The open science story of Justin van der Hooft
In the new series Open Science Stories, WUR researchers and instructors tell how they contribute to Open Science & Education. What are the benefits and challenges and what is needed to bring about the open science culture change at WUR? First in the series is Dr Justin van der Hooft, Assistant Professor in Computational Metabolomics at the Bioinformatics group.
Justin van der Hooft. Foto Eric Scholten
What's your greatest accomplishment when it comes to open science?
Together with researchers from the Netherlands eScienceCenter (Amsterdam) and the University of California San Diego (USA), my team has developed the Paired Omics Data Platform (PoDP). This platform brings together two data types, genomic and metabolomic, in both a human and a computer readable platform. The platform ensures data interoperability and is based on FAIR data principles. This makes it easier to develop new algorithms that automatically link gene clusters and metabolite spectra, thus allowing us to link spectra of previously unknown bioactive (antibiotic) metabolites to the genetic machinery that produces them. It is a perfect example of community-driven Open Science. Many labs from various countries have already shared data on the platform.
How do you motivate researchers to share their data?
The importance of sharing research data is widely endorsed, but, in practice, researchers run into several barriers. Thus, data sharing is not yet as mainstream as I’d like it to be. One of the barriers is time. You need to make it as easy as possible for people to share their research data. At the PoDP, we’ve limited the number of required metadata to keep the time investment manageable.
Sometimes people are reluctant to share data because they’re afraid that others will run off with the data and "scoop” them. Although I do take this concern seriously, the chances that another group could repeat your entire study in a few months or years are generally very small, since they don’t have the same biochemical expertise as you.
However, we do need to be aware that the stakes can be influenced by the stage of your career. I can imagine that PhD candidates and early career researchers, especially in disciplines with high publication pressure, are not eager to share their data during their studies. It would help if journals agreed that if someone comes up with a study based on your data while your paper is under review, your submitted publication will still be considered new and original. Then a “scoop” by other researchers with your data will have much less impact: instead, one can see it as a sign that your data is valuable and leads to new insights.
What are the benefits of sharing data?
There are plenty of well-known benefits. By sharing your data, more research can be done with the same data, research can be repeated, and studies can be more easily compared. For research groups like mine, it’s crucial that people share their data; we need the data to improve and optimise our tools, which is an advantage for the data generators who are end-users of our tools as well.
I think we should more strongly emphasize the personal benefits of sharing data, such as the fact that mistakes are more easily filtered out and that your research data in a repository is also preserved for the long term, so you can always access it as well.
What can WUR do to encourage researchers?
This is where the Recognition and Reward programme comes in.
Providing reusable and accessible data files or building the tools for that should be formally appreciated given the efforts that go into this if you want to get it right. This is especially the case if these activities generate successes, such as publications or new research by third parties.
If you could invite three scientists (living or dead) to dinner to discuss open science, who would you invite and why?
It would be wonderful to meet Charles Darwin and Marie Curie and tell them about the Open Science movement! I imagine that they would be very surprised and enthusiastic. Actually, I’d very much like to go back in time myself and find out how they shared their knowledge in those days. Would it be possible to do anything at all with Open Science? What impact might it have had?

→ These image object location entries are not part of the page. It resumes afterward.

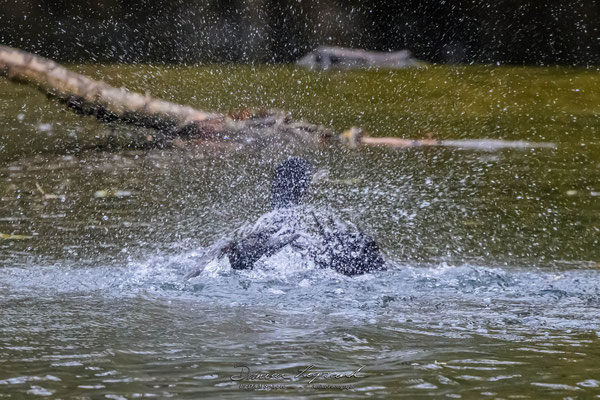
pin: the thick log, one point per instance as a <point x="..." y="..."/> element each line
<point x="107" y="103"/>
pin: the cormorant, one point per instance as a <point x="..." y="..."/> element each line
<point x="329" y="242"/>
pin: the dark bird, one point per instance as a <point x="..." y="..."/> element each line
<point x="330" y="242"/>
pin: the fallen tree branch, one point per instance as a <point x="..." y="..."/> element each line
<point x="106" y="103"/>
<point x="109" y="104"/>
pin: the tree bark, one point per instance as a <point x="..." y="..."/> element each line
<point x="106" y="103"/>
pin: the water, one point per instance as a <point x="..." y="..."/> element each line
<point x="492" y="289"/>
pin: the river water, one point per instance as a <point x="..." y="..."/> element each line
<point x="492" y="290"/>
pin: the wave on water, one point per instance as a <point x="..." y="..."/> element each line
<point x="450" y="294"/>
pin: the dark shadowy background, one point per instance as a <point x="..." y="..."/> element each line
<point x="449" y="31"/>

Sure, we’re never going to find out, but given the travels Darwin made, some incredible datasets could have emerged!
At the present time, I would invite Pieter Dorrestein from UCSD University of California, San Diego. I collaborate with him and his team intensively. His Global Natural Products Social Molecular Networking (GNPS) platform is something everyone can use. As such, he is a great role model for me. I’d like to discuss with him how to shift to even better data descriptions to enable and promote the reuse of data. How can we make it easy for researchers to deposit their data but also ensure well-curated metadata and reliable annotations?

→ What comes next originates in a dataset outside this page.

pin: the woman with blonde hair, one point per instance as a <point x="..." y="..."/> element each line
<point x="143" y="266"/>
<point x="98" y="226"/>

What can WUR focus on to make it easier?
Many tools and templates are already available to the community. It’d be good to have more discipline-specific tutorials so that groups can register FAIR data faster and meet the requirements of funders.
In my opinion, the success of Open Science ultimately depends on both the intrinsic motivation of and clear rewards for researchers. We should keep emphasizing the benefits, both for the scientific community as well as for individual researchers.